The US is currently averaging about 60,000 cases per day, bringing the total number of infections to more than 4.7 million.

“The country continues to register 50,000 to 60,000 new cases per day, suggesting it is in the middle of the first wave,” Fauci said. JAMA networkDr. Howard Bauchner.

“If we don’t get them down, we’ll be in a really bad situation in the fall.

Dr. Anthony Fauci, the leading infectious disease expert in the US, said on Monday that cases of coronavirus should decline rapidly to gain some control over the pandemic by the end of the year.

Dr. Anthony Fauci, the leading infectious disease expert in the US, said on Monday that cases of coronavirus should decline rapidly to gain some control over the pandemic by the end of the year.

The outbreak first hit the US in March, when New York and other northeastern states saw a wave.

Infections were on the downward trajectory before hitting Sunbelt states in June and July.

Fauci said that when cases initially declined, it came down to a baseline of about 20,000.

He said that even 20,000 new cases a day were “not a favorable baseline.”

“We need to keep our arms around that and keep it in when we go into the trap,” he said of the recent wave of cases.

Fauci urged the Americans to show “a degree of consistency” when it comes to wearing masks, washing hands, and taking social distance.

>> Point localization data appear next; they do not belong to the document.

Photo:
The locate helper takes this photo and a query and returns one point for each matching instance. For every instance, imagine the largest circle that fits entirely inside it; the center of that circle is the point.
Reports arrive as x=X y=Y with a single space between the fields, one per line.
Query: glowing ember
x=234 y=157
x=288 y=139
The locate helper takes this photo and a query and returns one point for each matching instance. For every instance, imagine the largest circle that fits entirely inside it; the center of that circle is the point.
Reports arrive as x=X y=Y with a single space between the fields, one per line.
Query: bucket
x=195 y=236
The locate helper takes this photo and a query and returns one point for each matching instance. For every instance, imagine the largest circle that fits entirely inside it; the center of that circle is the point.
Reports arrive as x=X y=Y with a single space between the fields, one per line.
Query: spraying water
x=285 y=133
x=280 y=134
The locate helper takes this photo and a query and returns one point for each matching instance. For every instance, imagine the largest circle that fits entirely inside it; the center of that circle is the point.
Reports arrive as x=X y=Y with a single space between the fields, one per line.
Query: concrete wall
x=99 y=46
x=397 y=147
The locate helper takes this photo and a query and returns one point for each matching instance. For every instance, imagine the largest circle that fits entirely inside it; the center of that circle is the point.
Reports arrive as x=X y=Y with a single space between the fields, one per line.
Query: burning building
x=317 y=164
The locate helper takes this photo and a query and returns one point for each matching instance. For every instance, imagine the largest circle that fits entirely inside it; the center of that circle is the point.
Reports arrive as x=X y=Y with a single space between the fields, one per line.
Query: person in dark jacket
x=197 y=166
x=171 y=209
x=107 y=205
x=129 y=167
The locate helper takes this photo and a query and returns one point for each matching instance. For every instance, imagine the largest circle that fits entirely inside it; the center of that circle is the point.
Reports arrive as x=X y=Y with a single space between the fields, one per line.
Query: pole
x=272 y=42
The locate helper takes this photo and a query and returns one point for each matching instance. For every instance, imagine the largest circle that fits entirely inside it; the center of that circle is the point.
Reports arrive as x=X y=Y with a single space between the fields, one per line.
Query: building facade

“It’s not rocket science,” he said.

He said that unless people followed these countermeasures, “the virus, if left to its own devices, will revive.”

His comments came as a former World Health Organization doctor who helped eradicate smallpox said the world would fight COVID-19 for the next four years as it moves from one hotspot to another.

Dr Larry Brilliant, a California epidemiologist, told it USA TODAY that the coming years would not be “all doom and gloom” because effective vaccines will come.

“In four years’ time, we’ll still be chasing the virus. But it won’t be (today), ”said Brilliant.

“It will be like the smallpox eradication program. The polio eradication program. Having yellow fever in some countries and not in others.

“We are facing a tough and rocky ride.”

Currently, there are now 4.7 million cases of coronavirus in the US and more than 155,000 Americans have died.

The University of Washington’s Institute for Health Metrics and Evaluation predicted in March that the pandemic could kill more than 81,000 people in July.

In its latest statement in mid-July, the IHME said its model now projects the death toll to more than 230,000 on November 1.

Fauci said that when cases initially declined in May after they caught on mainly in the Northeast, cases reached a baseline of about 20,000. He said that even 20,000 new cases every day were “not a favorable baseline.”

Dr. Deborah Birx, the head of the White House coronavirus task force, warned on Sunday that the US has entered a new phase of the outbreak with infections that are “extraordinarily widespread” in both rural areas and cities.

As coronavirus cases continue to increase in much of the country, public health officials are trying to work with governors to tailor responses for each state.

“We are in a new phase,” Birx told CNN’s State of the Union. “What we see today is different from March and April. It is extremely widespread. ‘

Birx warned that people living in multi-generation households in an area experiencing an outbreak should wear masks at home to protect the elderly or those with underlying conditions.

She said federal officials have been working on individual reports for each state by examining community trends and hospital data.

“Each of these responses needs to be dramatically tailored,” she said, adding that what she’d visited in 14 states over the past three weeks was a cause for concern.

“As I traveled across the country, I saw all of America moving,” said Birx. “If you’ve chosen to go on vacation to a hotspot, you really have to come back to protect people with comorbidities and assume you’re infected.”